The Home Office has agreed to scrap a decision-making algorithm used to decide visa applications following allegations that it contained “entrenched racism”.
The digital “streaming tool”, which has been used to determine the outcome of visa applications for everyone applying to enter the UK since 2015, will be suspended from Friday “pending a redesign of the process”, Priti Patel’s department said.
The decision comes ahead of a legal challenge over the Home Office’s use of the algorithm by the Joint Council for the Welfare of Immigrants (JCWI), in which the charity was to argue that it amounted to racial discrimination in a breach of the Equality Act 2010.
JCWI had asked the court to declare the streaming algorithm unlawful and to order a halt to its use to assess visa applications, pending a review.
The algorithm, which assigns a red, amber or green risk rating to applicants, has played a major role in determining the outcome of visa applications, and meant people with “suspect” nationalities received intensive scrutiny by Home Office officials and were much more likely to be refused, according to JCWI.
The charity said it contributed to the disproportionate rate of refusals for visa applicants from African countries.
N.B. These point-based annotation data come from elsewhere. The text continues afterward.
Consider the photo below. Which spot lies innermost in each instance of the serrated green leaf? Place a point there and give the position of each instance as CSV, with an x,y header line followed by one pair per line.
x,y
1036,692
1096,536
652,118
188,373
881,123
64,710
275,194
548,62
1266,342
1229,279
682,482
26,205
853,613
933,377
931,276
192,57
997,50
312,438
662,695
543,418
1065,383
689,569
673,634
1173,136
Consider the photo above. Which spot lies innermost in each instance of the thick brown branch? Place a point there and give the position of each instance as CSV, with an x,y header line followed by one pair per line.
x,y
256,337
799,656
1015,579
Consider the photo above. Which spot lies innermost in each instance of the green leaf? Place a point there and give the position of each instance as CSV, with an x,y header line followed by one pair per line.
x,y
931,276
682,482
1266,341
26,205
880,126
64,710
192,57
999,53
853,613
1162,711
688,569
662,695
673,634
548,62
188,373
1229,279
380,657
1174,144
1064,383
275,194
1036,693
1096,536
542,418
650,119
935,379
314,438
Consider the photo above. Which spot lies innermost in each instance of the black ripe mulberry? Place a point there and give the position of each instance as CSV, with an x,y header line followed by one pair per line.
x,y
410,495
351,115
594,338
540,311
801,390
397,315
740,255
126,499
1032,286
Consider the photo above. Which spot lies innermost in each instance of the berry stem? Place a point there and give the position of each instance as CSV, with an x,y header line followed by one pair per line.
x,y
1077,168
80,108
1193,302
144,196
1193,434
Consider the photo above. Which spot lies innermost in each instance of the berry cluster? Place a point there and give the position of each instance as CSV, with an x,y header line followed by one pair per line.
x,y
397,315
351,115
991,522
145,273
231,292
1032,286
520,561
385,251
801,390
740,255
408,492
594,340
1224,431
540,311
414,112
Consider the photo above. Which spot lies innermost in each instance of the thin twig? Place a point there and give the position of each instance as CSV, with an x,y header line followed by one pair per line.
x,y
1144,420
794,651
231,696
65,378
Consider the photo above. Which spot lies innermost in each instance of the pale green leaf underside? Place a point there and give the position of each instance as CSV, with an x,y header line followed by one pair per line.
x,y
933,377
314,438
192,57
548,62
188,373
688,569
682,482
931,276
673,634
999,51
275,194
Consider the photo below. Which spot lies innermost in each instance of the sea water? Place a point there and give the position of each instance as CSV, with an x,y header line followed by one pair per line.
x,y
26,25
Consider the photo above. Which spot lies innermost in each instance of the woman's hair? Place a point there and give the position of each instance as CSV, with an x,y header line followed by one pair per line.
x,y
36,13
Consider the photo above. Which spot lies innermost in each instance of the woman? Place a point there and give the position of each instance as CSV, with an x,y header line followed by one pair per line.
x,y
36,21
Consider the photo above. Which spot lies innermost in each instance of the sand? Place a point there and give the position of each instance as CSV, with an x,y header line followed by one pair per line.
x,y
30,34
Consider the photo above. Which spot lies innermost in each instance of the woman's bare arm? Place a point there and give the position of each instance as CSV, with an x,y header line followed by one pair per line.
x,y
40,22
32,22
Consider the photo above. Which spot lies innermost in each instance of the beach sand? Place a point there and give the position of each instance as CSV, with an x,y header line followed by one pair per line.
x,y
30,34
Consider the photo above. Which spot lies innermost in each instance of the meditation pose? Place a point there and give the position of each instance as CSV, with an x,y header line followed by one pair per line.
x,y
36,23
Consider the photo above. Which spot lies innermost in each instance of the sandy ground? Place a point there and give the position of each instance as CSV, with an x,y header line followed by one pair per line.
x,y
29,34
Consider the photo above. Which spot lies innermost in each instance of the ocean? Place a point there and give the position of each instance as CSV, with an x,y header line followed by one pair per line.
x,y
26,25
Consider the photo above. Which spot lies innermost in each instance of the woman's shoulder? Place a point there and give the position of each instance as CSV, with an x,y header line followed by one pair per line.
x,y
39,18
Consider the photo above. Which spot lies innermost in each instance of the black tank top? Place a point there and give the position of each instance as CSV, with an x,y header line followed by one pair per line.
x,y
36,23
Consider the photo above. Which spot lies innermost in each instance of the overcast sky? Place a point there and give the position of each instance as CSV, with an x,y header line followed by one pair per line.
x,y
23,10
According to research last year by the all-party parliamentary group (APPG) for Africa, African people are more than twice as likely to be refused a UK visa as applicants from other parts of the world.
Following the decision to scrap the algorithm, Chai Patel, legal policy director of the JCWI, said: “The Home Office’s own independent review of the Windrush scandal found that it was oblivious to the racist assumptions and systems it operates.
“This streaming tool took decades of institutionally racist practices, such as targeting particular nationalities for immigration raids, and turned them into software. The immigration system needs to be rebuilt from the ground up to monitor for such bias and to root it out.”
Cori Crider, founder and director of Foxglove, a tech-justice group which launched the legal action alongside JCWI, described the algorithm tool as “speedy boarding for white people”.
She added: “What we need is democracy, not government by algorithm. Before any further systems get rolled out, let’s ask experts and the public whether automation is appropriate at all, and how historic biases can be spotted and dug out at the roots.”
A Home Office spokesperson said: “We have been reviewing how the visa application streaming tool operates and will be redesigning our processes to make them even more streamlined and secure.
“We do not accept the allegations JCWI made in their judicial review claim and whilst litigation is still ongoing it would not be appropriate for the department to comment any further.”